Add support for the indexed users db format #934

DaleFarnsworth · 2021-10-05T14:02:24Z

The indexed format is a tree-structured database. Each
unique string is stored only once in the db and referenced through
pointers by each dmr ID entry that uses that string.

The new format uses about half the space of the standard
md380 userdb format.

The indexed format is a tree-structured database. Each unique string is stored only once in the db and referenced through pointers by each dmr ID entry that uses that string. The new format uses about half the space of the standard md380 userdb format.

DaleFarnsworth · 2021-10-05T14:09:38Z

Hi Travis. Please review and comment. I've been running various iterations of this code and new db format for a couple of months now without any issues. The changes I made to usersdb.c support both the standard userdb format and this new indexed tree-structured format.

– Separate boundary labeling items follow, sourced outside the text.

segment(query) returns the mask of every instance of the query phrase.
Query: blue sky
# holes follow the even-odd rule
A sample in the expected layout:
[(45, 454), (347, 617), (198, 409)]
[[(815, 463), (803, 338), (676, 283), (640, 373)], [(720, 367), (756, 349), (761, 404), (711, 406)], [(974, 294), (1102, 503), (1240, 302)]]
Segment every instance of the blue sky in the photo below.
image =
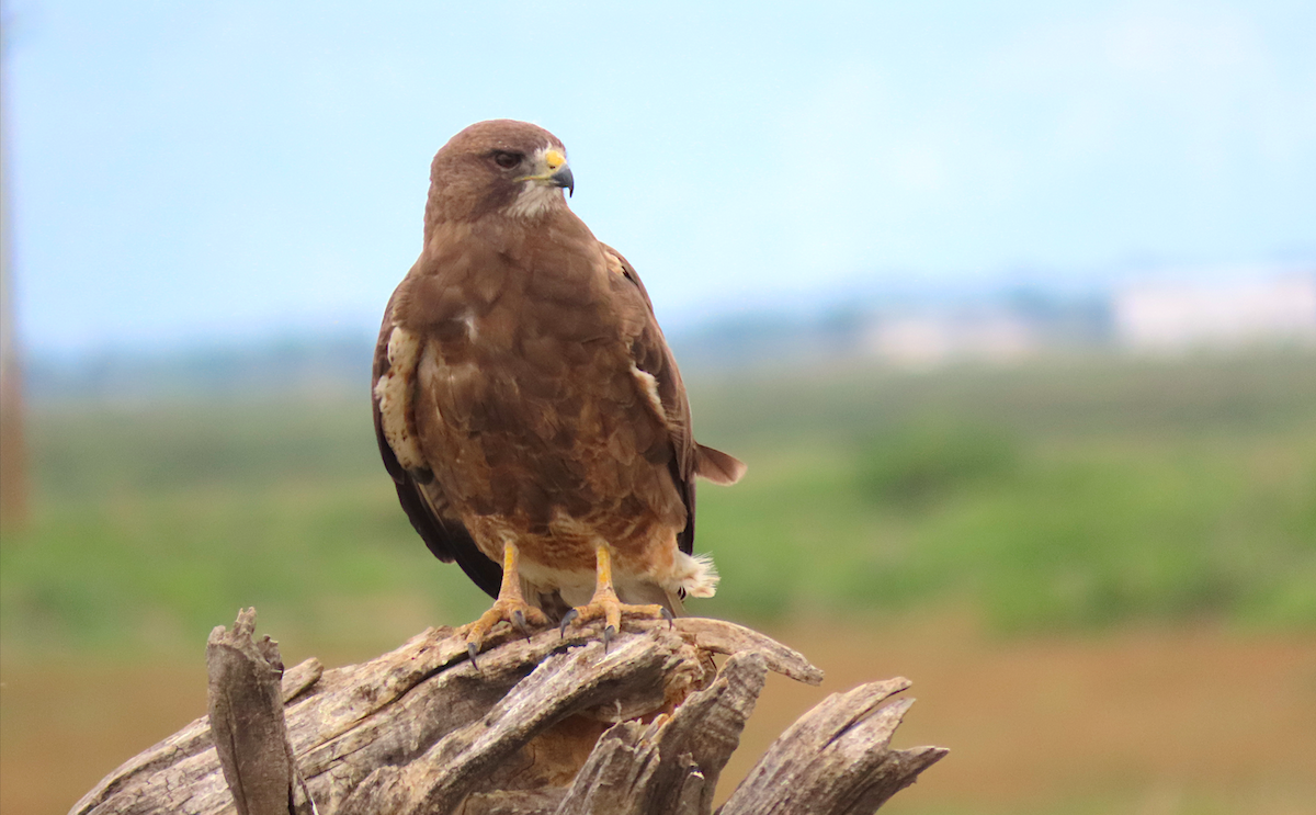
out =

The new format also begins with a single ascii line containint "0", so if the new format is installed on a radio running old firmware, it just looks like a 0-length database. After support for the new db format is added to md380tools, the firmware will support either format.

A description of the format is contained in README-INDEXEDDB.md .

The repo at https://github.com/DaleFarnsworth/md380IndexedUserDB contains C programs that convert both ways between the standard db format and this new indexed format. The conversion back and forth is lossless.

Thanks.

travisgoodspeed · 2021-10-07T18:25:04Z

Any volunteers to review this code? At first glance it's a worthy contribution, but I'm too burned out on this project to review the code thoroughly myself.

rogerclarkmelbourne · 2021-10-07T20:48:53Z

There is another / further compression which can be applied, as long as you only need upper and lower case ASCII and numbers and space and comma, because the total number of unique chars is 64 not 256.

Hence 4 ASCII bytes can be packed into 3 bytes.

AFIK. This is the compression method used by some manufacurers like Connect Systems.

DaleFarnsworth · 2021-10-07T21:55:28Z

We don't need comma, but currently, the users db I use has '#', '&', "'", (single quote), '(', ')', '*', '+', '-', '.', '/', ':', ';', '=', '?', '@', ']', '_', '`', '|', and '$'. We could avoid some of these with cleanup, but I think we'll still benefit from having at least space, dash, ampersand, and period. I find it tough to get to the required 64 character alphabet.

One of my (admittedly self-imposed) requirements was that the current database contents be fully supported. I don't plan to add any character string compression, but others are welcome to do so.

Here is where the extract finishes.